On Tuesday, New York Fed President, William Dudley, and some of his colleagues from the Fed made hawkish comments. What do they mean for the gold market?
Many analysts believe that Trump’s speech to Congress was overshadowed by comments from the Fed officials. What did they say? First of all, Dudley, who is a permanent voting member of the FOMC, told the CNN’s reporters that the case for tightening monetary policy “has become a lot more compelling” since the presidential election.
Similarly, San Francisco Fed President John Williams said that an interest rate increase was likely to receive “serious consideration” during the March FOMC meeting. Also on Tuesday, Philadelphia Fed President, Patrick Harker, repeated that he sees three rate hikes in 2017. St. Louis Fed President James Bullard pointed out that the U.S. central bank has essentially achieved its dual mandate, so it should start to reduce its balance sheet. However, he was more cautious when it comes to the rate hike in March. Finally, on Wednesday, Dallas Fed President Robert Kaplan reiterated his view that rates should rise sooner rather than later.
As a result, the U.S. dollar and Treasury yields jumped, while market odds of an interest rate increase this month surged from 35.4 percent to 68.6 percent. As we wrote in February, the U.S. central bank is on track to raise interest rates, and March is a live meeting. This should be negative for the gold market.
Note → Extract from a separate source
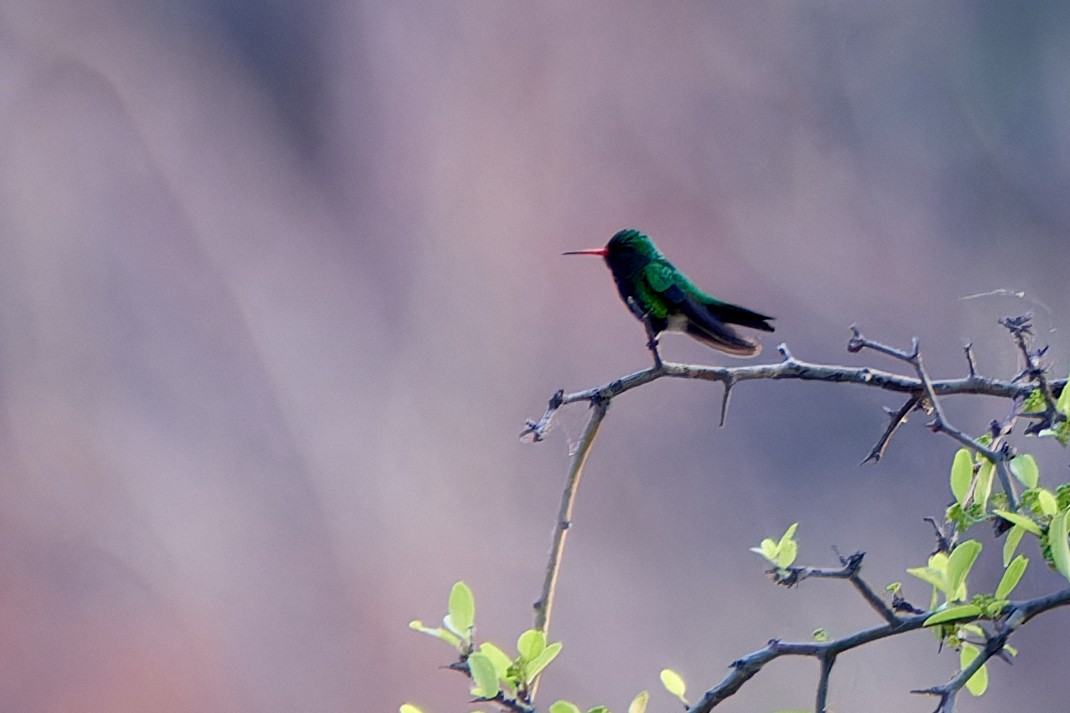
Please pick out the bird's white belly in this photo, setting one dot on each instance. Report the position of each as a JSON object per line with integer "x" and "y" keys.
{"x": 676, "y": 323}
The bottom line is that several Fed officials jolted markets into higher expectations for a March U.S. interest rate increase. It strengthened the greenback and made Treasury yields rise. Although gold rebounded during afternoon trading from the earlier daily lows, its fundamentals deteriorated: rising expectations of an interest rate hike, stronger greenback and higher yields may be a headwind for the yellow metal.